With experienced oversight and thoughtful use, Copilot becomes a serious productivity tool. Teams report significant time savings—especially in the prototyping and exploratory phases. In the next 12–18 months, Microsoft plans to expand its reach into code reviews, DevOps pipelines, and asynchronous agent workflows. It’s evolving fast, and leaders should keep a close eye on its trajectory. But it is not a drop-in replacement for experience. Governance, validation, and clear usage policies are non-negotiables.
Model Context Protocol (MCP): The Fabric for Agentic AI Systems
MCP, or Model Context Protocol, was introduced at Build 2025 as an open standard for secure, governed communication between AI agents and the services with which agents interact.
Think of it as the protocol layer that will let autonomous agents—AI systems that act on your behalf—talk to each other and to enterprise systems. MCP standardizes how these tools discover capabilities, authenticate securely, and take actions across cloud services, internal apps, and public APIs.
Done correctly, MCP enables serious gains in automation and efficiency. Imagine an AI agent that can fetch CRM records, check inventory in SAP, and send an alert through Teams—all through a common, auditable interface. MCP is what makes that possible. Microsoft is already integrating MCP into Windows, GitHub Copilot, and services like Dynamics 365 and Dataverse.
However, if implemented without reliable oversight, you risk enabling hallucinating agents that make autonomous decisions based on incorrect or incomplete data. Hallucinations stem from the models or agents built on top of MCP, not the protocol itself. Still, the warning stands: governance and validation are essential.
What This Means for Decision Makers
The overarching message from Build is clear: the AI wave isn’t coming—it’s here. And, the organizations that benefit won’t be the ones who adopt first; they will be the ones who adopt correctly.
If you’re a CxO, EVP, or technical leader, you should be thinking about:
How to safely integrate Copilot into your SDLC
Where and when autonomous agents are appropriate
Who will be responsible for oversight and governance
How you will evaluate the outputs of these systems
Copilot and MCP are not turnkey solutions. They are levers. And like any lever, they can lift a lot—or cause damage—depending on how they are used.

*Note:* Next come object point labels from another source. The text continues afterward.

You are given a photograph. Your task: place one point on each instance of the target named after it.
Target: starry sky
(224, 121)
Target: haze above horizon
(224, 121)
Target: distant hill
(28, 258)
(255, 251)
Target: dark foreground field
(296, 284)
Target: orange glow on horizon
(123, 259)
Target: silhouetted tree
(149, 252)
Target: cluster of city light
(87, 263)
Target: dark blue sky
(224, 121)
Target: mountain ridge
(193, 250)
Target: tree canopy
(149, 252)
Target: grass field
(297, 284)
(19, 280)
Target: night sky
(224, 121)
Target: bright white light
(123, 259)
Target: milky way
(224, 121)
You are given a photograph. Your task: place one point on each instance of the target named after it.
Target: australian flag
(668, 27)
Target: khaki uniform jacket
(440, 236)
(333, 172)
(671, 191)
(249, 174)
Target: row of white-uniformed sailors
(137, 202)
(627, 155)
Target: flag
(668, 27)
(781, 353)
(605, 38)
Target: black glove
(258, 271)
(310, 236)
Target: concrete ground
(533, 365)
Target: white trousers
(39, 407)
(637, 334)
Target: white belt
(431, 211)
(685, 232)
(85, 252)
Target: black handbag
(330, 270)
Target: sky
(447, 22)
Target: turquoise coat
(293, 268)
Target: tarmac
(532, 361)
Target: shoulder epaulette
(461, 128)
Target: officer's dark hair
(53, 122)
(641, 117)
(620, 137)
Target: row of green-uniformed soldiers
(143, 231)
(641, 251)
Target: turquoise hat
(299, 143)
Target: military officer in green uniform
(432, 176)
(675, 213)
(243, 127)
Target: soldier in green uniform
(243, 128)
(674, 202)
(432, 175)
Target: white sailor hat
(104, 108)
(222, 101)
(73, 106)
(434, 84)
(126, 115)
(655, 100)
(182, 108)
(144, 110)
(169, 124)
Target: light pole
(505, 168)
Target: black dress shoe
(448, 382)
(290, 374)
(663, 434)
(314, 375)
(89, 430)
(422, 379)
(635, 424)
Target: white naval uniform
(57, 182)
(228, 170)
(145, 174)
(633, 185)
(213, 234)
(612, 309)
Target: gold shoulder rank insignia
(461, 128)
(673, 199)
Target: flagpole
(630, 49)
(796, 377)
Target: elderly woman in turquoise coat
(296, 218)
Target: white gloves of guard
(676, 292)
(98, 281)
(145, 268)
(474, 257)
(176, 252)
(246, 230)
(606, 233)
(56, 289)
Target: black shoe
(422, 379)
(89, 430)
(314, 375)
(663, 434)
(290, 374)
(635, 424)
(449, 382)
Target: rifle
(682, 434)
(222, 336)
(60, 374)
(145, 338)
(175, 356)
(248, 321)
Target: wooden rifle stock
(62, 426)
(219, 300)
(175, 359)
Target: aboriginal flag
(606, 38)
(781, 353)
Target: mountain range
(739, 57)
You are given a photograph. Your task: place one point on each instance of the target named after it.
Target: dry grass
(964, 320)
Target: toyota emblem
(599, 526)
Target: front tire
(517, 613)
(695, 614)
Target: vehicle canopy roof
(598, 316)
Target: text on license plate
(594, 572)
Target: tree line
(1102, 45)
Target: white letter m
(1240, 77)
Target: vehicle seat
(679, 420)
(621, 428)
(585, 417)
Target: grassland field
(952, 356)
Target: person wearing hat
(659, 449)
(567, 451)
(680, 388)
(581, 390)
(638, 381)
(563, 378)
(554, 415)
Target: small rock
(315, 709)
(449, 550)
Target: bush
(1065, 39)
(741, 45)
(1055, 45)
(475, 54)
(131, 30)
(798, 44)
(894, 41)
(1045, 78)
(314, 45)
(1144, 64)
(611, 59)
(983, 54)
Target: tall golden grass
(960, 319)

Microsoft’s own messaging backs this up. At Build, they stressed enterprise controls, identity management, compliance enforcement, and robust tooling for observability. They are giving us the tools. It is up to us to build the scaffolding.
Final Thoughts
We are moving into a world where “AI-assisted development” will be the norm, not the edge. The decisions your organization make this year will set the tone for how AI is leveraged in your organization over the next five. Copilot, MCP, and the tools introduced at Build 2025 offer huge potential—but they demand thoughtfulness, clarity, and strong leadership.
In short: plan for autonomy, but build for control. That is how you scale safely and strategically into the next era of software development.